Sorry, it got to long but sometimes two sentences are not enough!

electro-kevin said...

"WW2 was not inevitable. A great many people tried hard to prevent it."

And yet it happened.

As for the golden era which followed in the west ? I agree. However, the same could not be said for those stuck in the east nor - for a long while - those countries vacated by the bankrupted colonialists.

The Americans went on to colonise without aparently colonising - Mickey Mouse and Coca Cola being their equivalent of our East India Trading Company and doing so without any obligation or pretence of trying to lift those countries.

Nick Drew is right about the morphing of modern warfare. I'd better get all of my photos on disc or printed in hard copy.

I could not live without Lady Sonia nor Nylon MILFs.

electro-kevin said...

PS - resources are always scarce. That's why such ingenious methods of production and extraction are created.

And why there are navies and air forces.

andrew said...

to me it is all about money
if you borrow money now you have to pay it back in the future.
if the money you spent was used wisely, you will be better off, otherwise worse off.

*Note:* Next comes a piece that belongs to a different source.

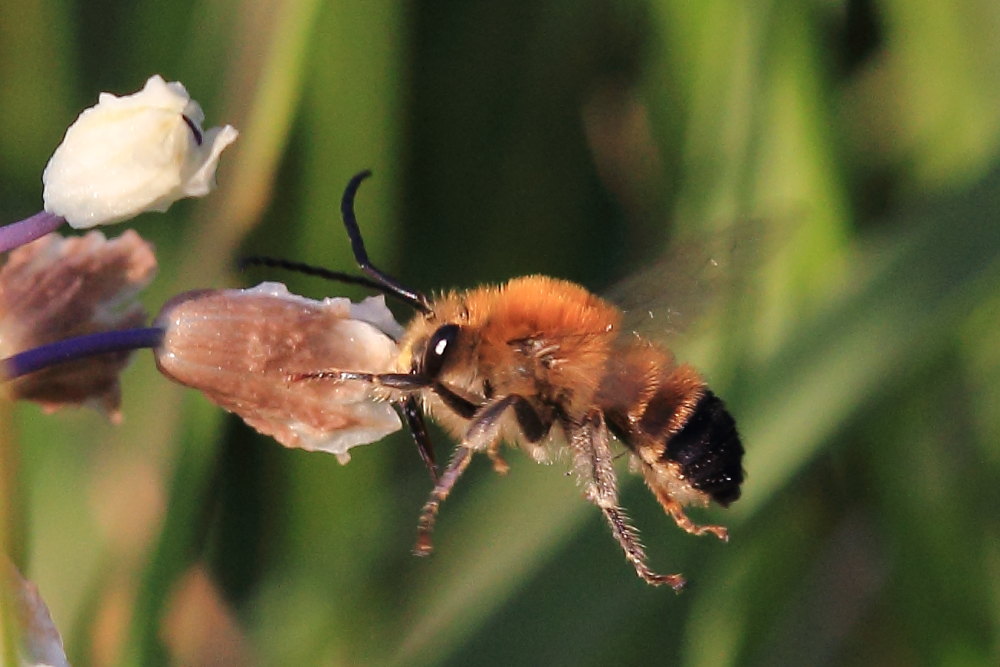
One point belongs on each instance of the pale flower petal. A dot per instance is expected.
(39, 642)
(131, 154)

in a grim sense, it remains to be seen whether building lots of schools and hospitals and paying public sector employees more was a wise use of money. many here will say not, but the obvious is not always right.

Demetrius said...

Good and interesting post. But today is so radically different from then. Given the inbuilt assumptions from experience and how things were then embodied in a lot of economic theory one of our major failures of understanding is just how different the world is now. How goods are carried, how communications work, how marketing is done, how firms are managed (or not), how finance has become critical, how so much money leaks out of all economics and how no government is now "independent" but subject to external events and decision makers.

CityUnslicker said...

Its a great post BQ. History rhymes but rarely repeats.

diogenes said...

CU - it repeats the first time as history, the second time as farce....Marx?

We are getting the farce!

any views on AEP in the Bellygraph?

As a forecaster, he is a bit of a stopped clock, right every 12 hours or so.....but this is kinda eerie

Anonymous said...

Re Britain, it did a lot better (relatively) than the US - because it still had an Empire - Imperial Preference was the order of the day.

We haven't got an Empire, and vast new industries were arising in the 20s and 30s UK - automobiles, chemicals, electricals, aircraft.

Vast new industries have arisen in the last 30 years - computers, LCDs, mobiles - but none of them here.


Anonymous said...

Seems like you are supporting Keynesian stimulus ideas...

If you have a boom and bust, eventually given enough time with new technology etc the economy will recovery to the level it was before and more..

Nothing I have seen about the history of these attempts at smoke and mirrors has suggested a recovery any quicker than would have happened anyway.

During the 20's 30's and 40's was the begining of the motor vehicle era, by the 40's most people who needed them had them and had cheap fuel to run them, and as a result the economy was more efficient.
That had nothing what so ever to do with government and central bankers playing paper games.